Put differently, the narrative approach makes it easier for non-academics to understand the origins of the complex ideas of the radical left and how they have led us to the present moment. Reading Rufo we can see that radical assaults on America’s past are not attempts to be honest about the messiness of history, or the fallenness of man, but are in fact attempts to undermine, scorn, and reject the entirety of the American project (apart from the ideology, stories, and heroes of the radical left). Today’s radicals will not be content until they have remade America wholly in their own image. Thus, founding figures in our history–whether Jonathan Edwards, John Witherspoon, George Washington, Thomas Jefferson, or Abraham Lincoln–all must go. We must tear down their statues, we must rename buildings named in their honor, we must erase them from our cultural memory.

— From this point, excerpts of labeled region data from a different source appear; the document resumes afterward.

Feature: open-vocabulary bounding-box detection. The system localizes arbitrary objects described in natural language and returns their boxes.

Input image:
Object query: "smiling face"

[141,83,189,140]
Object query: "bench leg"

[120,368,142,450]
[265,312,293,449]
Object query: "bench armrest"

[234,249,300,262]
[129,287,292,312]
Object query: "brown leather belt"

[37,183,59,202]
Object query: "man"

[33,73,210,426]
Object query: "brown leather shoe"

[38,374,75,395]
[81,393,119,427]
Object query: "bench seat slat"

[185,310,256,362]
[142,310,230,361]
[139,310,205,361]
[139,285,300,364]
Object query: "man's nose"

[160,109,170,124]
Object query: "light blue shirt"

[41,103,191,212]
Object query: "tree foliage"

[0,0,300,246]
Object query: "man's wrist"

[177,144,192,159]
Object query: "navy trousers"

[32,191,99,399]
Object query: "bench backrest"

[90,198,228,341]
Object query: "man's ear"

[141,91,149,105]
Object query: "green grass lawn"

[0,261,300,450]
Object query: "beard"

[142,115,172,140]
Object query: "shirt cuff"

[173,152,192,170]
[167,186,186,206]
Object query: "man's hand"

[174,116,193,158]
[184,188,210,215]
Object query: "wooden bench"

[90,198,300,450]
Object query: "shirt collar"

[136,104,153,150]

Consider how they talk about Rufo himself: He is a “shrill ideological bully” who engages in “militant fascist rhetoric” as part of a “reactionary impulse bent on the radical transformation — if not the outright destruction — of America’s leading institutions.” All of this is written about someone whose stated goal is merely to return America to the founding philosophy embodied in the Declaration of Independence and Constitution. The goal of radical leftists is not nuanced historical understanding. It is total control of all levers of power, with no dissent allowed.

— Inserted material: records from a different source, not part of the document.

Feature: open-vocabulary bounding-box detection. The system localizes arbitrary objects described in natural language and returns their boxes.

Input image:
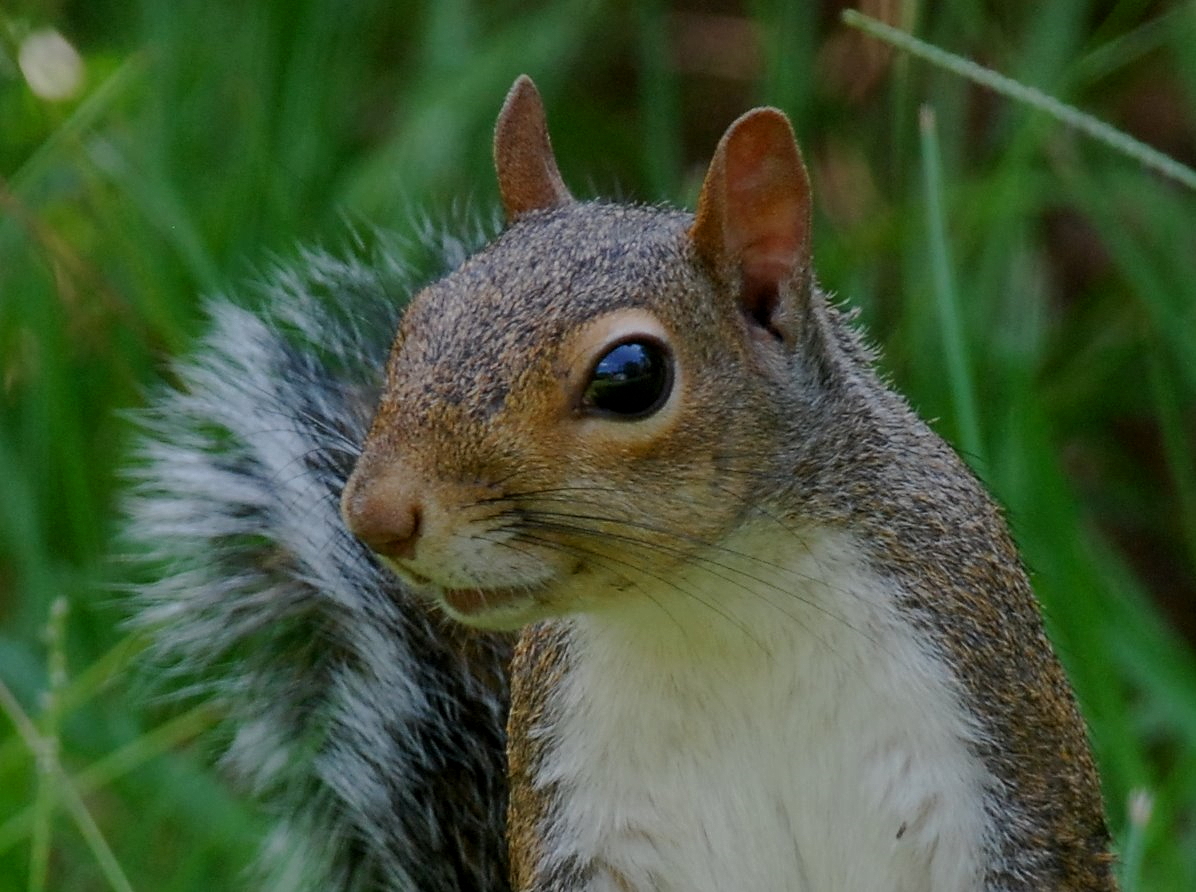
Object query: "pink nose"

[341,479,423,558]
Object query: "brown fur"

[346,81,1115,892]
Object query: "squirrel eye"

[584,340,672,420]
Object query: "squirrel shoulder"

[342,79,1113,891]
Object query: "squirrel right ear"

[689,109,811,341]
[494,74,573,221]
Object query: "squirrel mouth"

[439,587,532,617]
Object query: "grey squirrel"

[133,78,1116,892]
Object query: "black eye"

[585,341,672,418]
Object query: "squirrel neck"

[511,523,991,892]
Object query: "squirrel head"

[342,77,816,628]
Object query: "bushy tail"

[129,234,509,892]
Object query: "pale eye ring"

[581,335,673,421]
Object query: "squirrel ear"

[494,74,573,221]
[689,109,811,340]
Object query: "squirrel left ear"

[689,109,811,341]
[494,74,573,221]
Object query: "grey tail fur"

[128,230,511,892]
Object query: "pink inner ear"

[724,117,810,291]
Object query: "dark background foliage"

[0,0,1196,892]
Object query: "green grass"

[0,0,1196,892]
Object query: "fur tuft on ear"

[494,74,573,221]
[690,109,811,341]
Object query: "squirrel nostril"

[343,483,423,558]
[368,505,423,557]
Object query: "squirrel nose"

[341,481,423,558]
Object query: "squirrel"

[133,77,1116,892]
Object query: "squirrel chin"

[435,588,550,631]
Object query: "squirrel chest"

[511,523,990,892]
[341,79,1115,892]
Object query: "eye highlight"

[582,337,673,421]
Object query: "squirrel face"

[342,79,808,628]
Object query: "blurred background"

[0,0,1196,892]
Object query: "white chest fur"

[539,523,991,892]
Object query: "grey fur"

[128,228,509,892]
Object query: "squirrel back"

[342,79,1113,892]
[134,78,1115,892]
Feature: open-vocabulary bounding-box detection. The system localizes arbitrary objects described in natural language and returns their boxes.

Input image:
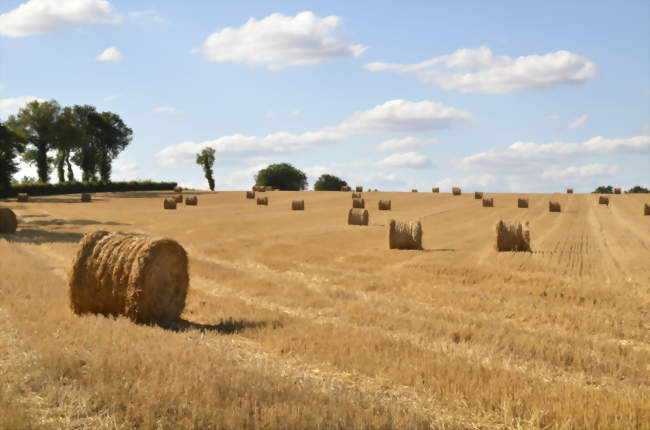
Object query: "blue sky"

[0,0,650,192]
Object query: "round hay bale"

[68,231,189,323]
[0,208,18,234]
[163,198,176,209]
[388,219,422,249]
[348,208,370,225]
[494,221,531,252]
[378,200,391,211]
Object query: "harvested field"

[0,191,650,429]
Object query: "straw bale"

[388,219,422,249]
[494,221,531,252]
[348,209,369,225]
[378,200,391,211]
[68,231,190,323]
[0,208,18,234]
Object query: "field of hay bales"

[0,191,650,429]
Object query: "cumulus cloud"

[197,11,366,70]
[364,46,597,94]
[0,0,120,37]
[95,46,122,61]
[569,114,588,128]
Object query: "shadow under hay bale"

[68,231,189,323]
[378,200,391,211]
[348,208,370,225]
[0,208,18,234]
[388,219,422,249]
[494,221,531,252]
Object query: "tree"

[196,148,214,191]
[255,163,307,191]
[7,100,61,183]
[314,174,348,191]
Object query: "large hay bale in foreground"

[0,208,18,234]
[494,221,530,252]
[163,197,176,209]
[348,208,370,225]
[378,200,391,211]
[388,219,422,249]
[68,231,190,323]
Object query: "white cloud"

[95,46,122,61]
[569,114,589,128]
[0,96,45,119]
[377,136,440,151]
[0,0,120,37]
[197,11,366,70]
[364,46,597,94]
[376,152,431,169]
[151,106,183,115]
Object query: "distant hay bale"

[494,221,530,252]
[348,209,369,225]
[378,200,391,211]
[163,197,176,209]
[68,231,190,323]
[548,201,562,212]
[388,219,422,249]
[0,208,18,234]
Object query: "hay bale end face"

[378,200,391,211]
[0,208,18,234]
[348,208,370,225]
[388,219,422,249]
[68,231,190,323]
[494,221,531,252]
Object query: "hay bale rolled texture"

[378,200,391,211]
[0,208,18,234]
[68,231,190,323]
[348,208,370,225]
[388,219,422,249]
[494,221,530,252]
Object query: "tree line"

[0,100,133,188]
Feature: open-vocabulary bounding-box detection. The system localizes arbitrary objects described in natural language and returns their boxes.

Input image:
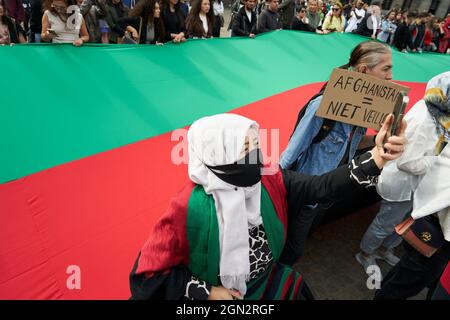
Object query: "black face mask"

[207,149,263,187]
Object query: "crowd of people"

In a short review only the briefest of outlines can be sketched as to the detailed historical information Rufo highlights. He begins his story with Herbert Marcuse, whom he calls the “Father of the Revolution.” Marcuse’s chief insight was that class-based efforts at overturning the “bourgeois order” had failed in Western nations (especially America) due to the fact that the working class in a society that allows for upward mobility almost always remain socially and economically conservative. Absent the restrictions of feudalism or absolutist monarchies the working class would rather rise up to greater levels of wealth and social prestige than burn the system down. Marcuse, therefore, realized that the key to social revolution was convincing other groups to fight against the supposedly oppressive conditions holding them down. Race became the key at first, though other “categories of oppression” were eventually added (gender, sexual orientation, etc.). If you can convince someone with an immutable characteristic (skin color, for example) that he can be nothing other than the target of societal oppression then you are well on your way to creating the conditions of permanent revolution.